Over and over again, the O'Connor opinion stressed that the doctrine never was a valid one under copyright law and that Congress had definitely laid it to rest in adopting the latest copyright law in 1976.

To be eligible for any copyright protection, the court ruled, a directory must be not only a compilation of data, it must also be puttogether in an arrangement that is truly "original." Then, only the original arrangement gets copyright protection, not of the data that is included, the court stressed.

"It is not enough for copyright purposes," Justice O'Connor wrote, "that an author collects and assembles facts."

The end-product must get over two other hurdles beyond mere compilation, she declared for the court. One is that the data that is published must be put together in its own arrangement. The other requirement is that the arrangement must be "original" -- that is, something that reflects at least some creative input.

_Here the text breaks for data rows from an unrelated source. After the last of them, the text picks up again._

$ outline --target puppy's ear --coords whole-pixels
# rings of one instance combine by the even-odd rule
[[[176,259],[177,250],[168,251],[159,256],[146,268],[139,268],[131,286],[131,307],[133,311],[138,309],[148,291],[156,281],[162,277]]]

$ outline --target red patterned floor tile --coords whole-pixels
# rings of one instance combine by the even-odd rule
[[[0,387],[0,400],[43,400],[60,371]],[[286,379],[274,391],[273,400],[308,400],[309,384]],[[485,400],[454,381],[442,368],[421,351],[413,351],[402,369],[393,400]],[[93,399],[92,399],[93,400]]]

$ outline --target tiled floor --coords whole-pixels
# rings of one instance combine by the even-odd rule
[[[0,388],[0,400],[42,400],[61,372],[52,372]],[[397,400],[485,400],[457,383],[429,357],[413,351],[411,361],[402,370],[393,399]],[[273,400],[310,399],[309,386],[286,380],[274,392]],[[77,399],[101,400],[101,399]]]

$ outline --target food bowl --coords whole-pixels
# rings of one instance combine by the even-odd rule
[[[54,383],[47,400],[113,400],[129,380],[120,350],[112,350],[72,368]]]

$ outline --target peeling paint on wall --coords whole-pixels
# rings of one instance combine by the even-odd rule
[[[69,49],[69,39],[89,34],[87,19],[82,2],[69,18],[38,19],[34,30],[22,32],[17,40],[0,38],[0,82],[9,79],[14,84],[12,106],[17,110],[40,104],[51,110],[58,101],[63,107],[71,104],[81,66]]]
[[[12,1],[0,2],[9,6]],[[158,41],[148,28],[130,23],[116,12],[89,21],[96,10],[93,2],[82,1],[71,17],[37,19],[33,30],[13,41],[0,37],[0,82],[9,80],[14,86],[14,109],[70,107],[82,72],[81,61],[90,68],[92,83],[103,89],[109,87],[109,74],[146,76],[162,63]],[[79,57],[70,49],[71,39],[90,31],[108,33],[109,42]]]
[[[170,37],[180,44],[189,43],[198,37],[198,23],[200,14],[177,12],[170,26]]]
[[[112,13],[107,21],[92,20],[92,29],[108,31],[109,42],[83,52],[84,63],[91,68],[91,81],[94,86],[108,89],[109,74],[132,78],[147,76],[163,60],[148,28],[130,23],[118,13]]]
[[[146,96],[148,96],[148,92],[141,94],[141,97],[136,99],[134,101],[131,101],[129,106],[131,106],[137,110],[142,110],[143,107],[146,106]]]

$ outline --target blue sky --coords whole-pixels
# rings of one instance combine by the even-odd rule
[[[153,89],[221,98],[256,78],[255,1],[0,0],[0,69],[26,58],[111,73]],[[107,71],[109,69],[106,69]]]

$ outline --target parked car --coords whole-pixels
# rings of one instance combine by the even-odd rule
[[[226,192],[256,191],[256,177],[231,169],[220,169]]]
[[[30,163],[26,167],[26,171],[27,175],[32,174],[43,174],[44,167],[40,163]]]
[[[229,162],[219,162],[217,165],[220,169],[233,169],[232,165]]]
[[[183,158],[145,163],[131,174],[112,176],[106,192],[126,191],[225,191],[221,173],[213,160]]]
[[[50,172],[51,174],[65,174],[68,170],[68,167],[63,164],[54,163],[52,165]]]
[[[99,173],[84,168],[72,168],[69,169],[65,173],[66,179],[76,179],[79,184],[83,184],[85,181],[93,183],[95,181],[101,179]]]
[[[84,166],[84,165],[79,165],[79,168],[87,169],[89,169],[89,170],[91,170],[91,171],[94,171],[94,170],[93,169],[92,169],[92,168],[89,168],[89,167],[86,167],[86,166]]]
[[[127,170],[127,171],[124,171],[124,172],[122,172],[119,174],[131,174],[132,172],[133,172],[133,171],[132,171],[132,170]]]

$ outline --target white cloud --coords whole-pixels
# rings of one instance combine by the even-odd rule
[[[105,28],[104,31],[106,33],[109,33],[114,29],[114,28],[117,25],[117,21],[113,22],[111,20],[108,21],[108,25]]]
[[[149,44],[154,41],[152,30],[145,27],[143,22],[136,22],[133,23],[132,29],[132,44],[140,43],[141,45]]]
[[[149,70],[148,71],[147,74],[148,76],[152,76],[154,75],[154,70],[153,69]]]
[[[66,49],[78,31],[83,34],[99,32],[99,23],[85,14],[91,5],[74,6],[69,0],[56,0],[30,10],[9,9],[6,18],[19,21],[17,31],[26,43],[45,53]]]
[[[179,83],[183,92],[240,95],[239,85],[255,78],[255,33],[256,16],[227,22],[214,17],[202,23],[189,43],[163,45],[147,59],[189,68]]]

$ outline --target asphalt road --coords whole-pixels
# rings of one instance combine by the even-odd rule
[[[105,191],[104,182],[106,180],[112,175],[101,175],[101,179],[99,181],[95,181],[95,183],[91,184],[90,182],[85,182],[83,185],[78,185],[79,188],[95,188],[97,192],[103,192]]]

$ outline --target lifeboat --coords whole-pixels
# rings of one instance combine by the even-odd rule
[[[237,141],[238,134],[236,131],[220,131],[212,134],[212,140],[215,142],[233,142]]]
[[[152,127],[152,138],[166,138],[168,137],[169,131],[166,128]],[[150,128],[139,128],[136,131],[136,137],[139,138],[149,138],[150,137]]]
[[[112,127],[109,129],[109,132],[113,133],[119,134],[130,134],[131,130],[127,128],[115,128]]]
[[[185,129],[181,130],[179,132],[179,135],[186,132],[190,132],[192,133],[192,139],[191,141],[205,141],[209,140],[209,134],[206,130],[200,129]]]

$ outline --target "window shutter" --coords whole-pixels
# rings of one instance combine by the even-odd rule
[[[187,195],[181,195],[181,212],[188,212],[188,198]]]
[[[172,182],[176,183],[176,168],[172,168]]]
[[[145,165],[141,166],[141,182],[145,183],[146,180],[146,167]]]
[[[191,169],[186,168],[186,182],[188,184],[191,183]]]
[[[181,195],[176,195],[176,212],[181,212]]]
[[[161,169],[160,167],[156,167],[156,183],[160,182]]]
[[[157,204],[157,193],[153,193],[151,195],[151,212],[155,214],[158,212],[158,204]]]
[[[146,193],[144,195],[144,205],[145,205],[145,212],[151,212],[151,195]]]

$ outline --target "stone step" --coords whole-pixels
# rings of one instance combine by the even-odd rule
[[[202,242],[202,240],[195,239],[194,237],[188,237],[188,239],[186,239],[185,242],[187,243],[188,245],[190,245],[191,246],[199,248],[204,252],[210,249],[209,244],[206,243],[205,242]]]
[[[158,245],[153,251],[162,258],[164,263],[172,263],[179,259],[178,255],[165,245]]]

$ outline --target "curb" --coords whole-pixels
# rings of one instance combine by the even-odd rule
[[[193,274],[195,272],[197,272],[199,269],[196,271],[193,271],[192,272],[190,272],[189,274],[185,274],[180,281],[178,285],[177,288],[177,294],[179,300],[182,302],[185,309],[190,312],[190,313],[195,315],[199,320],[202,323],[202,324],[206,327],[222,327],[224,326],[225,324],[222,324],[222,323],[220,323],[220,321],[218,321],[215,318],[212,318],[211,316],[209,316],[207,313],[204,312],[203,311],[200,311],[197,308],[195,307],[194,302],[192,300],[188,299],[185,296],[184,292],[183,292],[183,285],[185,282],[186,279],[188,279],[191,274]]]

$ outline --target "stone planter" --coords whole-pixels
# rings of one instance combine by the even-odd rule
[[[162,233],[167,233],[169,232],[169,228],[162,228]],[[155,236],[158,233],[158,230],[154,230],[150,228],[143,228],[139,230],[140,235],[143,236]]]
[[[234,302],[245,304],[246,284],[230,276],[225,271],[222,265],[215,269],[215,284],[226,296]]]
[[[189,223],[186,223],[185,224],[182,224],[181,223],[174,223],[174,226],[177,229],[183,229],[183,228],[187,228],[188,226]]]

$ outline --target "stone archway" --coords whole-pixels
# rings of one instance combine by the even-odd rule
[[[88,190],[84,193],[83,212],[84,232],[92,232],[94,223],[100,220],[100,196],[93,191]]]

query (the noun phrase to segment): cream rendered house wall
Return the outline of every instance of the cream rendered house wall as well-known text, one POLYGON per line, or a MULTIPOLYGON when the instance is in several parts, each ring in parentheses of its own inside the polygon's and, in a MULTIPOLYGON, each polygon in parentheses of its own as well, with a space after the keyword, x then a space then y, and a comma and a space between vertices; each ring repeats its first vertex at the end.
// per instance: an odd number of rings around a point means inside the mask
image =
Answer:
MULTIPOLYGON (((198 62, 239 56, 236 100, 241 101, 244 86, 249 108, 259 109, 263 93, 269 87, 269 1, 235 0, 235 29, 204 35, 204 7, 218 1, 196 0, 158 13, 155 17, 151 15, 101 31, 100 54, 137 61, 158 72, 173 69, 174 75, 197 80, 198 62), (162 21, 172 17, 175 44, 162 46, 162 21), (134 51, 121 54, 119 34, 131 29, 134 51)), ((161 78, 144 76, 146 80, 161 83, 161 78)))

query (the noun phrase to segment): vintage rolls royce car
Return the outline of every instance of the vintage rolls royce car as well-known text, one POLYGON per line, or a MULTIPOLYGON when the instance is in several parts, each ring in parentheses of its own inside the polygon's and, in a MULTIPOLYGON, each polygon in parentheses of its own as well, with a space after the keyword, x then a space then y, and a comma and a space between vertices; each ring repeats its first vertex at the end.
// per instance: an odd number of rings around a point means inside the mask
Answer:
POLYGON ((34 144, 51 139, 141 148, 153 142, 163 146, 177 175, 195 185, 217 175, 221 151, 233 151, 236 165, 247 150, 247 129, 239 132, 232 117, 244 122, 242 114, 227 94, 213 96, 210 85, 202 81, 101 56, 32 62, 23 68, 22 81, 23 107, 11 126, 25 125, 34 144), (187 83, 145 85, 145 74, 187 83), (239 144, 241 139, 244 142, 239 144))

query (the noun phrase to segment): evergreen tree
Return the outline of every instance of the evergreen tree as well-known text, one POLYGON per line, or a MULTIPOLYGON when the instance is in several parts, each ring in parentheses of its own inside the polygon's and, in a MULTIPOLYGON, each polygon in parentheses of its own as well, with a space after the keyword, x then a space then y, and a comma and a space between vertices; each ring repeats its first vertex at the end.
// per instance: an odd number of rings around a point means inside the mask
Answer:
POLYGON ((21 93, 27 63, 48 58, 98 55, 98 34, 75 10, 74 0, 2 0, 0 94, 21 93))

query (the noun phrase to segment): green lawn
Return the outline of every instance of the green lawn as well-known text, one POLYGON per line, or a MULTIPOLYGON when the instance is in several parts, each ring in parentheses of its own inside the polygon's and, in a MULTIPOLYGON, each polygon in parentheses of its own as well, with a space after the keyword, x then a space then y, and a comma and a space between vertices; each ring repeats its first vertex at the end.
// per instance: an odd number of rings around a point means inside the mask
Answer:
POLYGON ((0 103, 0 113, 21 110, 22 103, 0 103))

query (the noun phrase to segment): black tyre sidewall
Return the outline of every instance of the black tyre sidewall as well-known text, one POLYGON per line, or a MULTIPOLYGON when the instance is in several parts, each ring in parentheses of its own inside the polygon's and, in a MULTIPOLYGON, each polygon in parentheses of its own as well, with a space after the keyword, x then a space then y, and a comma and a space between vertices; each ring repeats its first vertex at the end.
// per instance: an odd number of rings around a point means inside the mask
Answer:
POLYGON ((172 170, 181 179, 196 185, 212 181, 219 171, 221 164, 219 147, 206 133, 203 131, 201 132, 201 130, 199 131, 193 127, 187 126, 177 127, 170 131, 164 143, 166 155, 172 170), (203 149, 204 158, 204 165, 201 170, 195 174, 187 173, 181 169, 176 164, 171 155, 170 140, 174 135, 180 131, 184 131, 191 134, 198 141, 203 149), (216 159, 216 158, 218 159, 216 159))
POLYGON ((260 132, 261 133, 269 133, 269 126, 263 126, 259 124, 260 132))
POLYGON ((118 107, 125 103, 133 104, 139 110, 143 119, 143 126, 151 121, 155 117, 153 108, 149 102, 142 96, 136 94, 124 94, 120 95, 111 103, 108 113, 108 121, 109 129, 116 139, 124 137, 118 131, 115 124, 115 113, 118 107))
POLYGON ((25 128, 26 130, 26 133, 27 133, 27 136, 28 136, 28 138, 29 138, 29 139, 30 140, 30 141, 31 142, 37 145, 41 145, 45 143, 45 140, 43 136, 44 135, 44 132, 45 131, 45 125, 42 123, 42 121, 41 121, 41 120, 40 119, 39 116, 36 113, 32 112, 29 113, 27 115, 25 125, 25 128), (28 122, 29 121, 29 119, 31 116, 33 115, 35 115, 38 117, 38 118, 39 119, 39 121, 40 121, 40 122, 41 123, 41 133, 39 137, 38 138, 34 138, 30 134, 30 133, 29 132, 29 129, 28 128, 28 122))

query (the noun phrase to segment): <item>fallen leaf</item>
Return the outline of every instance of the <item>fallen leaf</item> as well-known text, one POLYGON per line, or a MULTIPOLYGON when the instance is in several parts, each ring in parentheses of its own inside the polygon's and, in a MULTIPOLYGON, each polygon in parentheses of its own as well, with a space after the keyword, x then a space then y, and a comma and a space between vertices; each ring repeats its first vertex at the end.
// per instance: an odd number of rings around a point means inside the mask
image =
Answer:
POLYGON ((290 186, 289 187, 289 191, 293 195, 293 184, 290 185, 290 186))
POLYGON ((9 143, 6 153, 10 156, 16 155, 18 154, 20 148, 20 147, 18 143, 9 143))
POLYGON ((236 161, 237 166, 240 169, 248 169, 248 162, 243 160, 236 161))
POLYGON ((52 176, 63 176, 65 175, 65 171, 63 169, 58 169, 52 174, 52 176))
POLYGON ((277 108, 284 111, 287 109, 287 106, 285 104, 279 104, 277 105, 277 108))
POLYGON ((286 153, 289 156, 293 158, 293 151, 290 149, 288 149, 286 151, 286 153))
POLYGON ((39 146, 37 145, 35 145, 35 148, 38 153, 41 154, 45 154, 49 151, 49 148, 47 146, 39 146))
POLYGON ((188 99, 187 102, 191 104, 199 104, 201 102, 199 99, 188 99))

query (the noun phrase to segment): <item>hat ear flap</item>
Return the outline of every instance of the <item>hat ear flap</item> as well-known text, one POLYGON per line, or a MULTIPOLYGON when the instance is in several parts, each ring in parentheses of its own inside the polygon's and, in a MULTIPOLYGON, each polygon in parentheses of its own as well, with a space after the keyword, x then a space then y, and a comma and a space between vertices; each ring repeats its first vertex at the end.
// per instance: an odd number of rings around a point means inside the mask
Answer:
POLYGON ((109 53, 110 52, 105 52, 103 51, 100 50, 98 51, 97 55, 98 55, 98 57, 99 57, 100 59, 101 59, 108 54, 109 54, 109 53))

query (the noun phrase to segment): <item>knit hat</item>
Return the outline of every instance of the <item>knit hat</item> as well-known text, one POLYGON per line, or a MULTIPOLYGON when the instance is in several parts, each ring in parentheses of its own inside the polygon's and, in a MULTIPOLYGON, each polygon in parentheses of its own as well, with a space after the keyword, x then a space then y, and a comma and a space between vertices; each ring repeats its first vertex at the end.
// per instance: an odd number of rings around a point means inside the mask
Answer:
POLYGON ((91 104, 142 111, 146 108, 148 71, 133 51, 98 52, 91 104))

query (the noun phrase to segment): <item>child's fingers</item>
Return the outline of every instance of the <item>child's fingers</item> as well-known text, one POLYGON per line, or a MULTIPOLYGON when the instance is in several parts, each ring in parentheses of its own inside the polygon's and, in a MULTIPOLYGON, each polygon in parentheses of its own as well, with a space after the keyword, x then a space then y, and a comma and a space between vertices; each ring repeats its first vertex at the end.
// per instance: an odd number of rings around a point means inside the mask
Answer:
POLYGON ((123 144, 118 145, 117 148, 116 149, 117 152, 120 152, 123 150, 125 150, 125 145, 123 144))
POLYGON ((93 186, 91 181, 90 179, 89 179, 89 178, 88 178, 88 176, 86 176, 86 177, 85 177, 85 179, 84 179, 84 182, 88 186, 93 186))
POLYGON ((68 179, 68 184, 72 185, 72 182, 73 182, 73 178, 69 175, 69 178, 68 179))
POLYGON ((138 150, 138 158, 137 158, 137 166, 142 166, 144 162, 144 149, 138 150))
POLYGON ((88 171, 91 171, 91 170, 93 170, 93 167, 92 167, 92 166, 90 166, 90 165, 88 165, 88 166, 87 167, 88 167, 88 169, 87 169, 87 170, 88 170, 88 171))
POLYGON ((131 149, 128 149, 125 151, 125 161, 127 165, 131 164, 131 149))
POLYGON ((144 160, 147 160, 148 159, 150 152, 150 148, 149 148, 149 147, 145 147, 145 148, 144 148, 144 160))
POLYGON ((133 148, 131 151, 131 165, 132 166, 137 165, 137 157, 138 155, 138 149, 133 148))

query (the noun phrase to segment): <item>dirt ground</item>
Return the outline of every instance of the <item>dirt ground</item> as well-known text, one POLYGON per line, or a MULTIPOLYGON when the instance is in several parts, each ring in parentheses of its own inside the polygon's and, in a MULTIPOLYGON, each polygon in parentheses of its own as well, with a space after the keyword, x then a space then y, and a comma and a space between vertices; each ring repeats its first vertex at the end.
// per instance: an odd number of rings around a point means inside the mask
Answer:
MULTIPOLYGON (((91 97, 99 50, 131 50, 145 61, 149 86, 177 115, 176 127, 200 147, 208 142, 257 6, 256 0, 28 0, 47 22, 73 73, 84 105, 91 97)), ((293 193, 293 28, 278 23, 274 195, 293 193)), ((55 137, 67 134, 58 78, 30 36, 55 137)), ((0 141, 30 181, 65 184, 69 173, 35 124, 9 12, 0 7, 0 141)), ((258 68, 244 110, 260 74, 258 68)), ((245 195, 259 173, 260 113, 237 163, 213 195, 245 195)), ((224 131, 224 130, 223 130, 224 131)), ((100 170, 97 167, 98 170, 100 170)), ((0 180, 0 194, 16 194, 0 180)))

But, the opinion stressed, a mere alphabetical arrangement of the data is not enough to earn copyright protection. "The creative spark is utterly lacking" in that kind of arrangement, the court concluded.

It thus overturned a ruling by a federal appeals court a year ago that said it is a copyright violation to copy the basic listings in a telephone directory: the names, arranged alphabetically, along with the addresses and telephone numbers.

No matter how much "sweat of the brow" had gone into compiling that data, the Supreme Court ruled, it was not copyrightable.

The ruling was a victory for Feist Publications Inc. of Cimarron, Kan., which had been sued for copyright infringement for copying 1,309 listings in a copyrighted telephone directory published by a local phone company, Rural Telephone Service Co.

Feist publishes a regional telephone directory that competes for "yellow page" advertising with Rural Telephone's local directories.

The Supreme Court ruling, in the case of Feist vs. Rural Telephone (No. 89-1909), only dealt with the white pages of Rural Telephone directories. There was no dispute that the company's yellow pages contained enough original material to be copyrightable.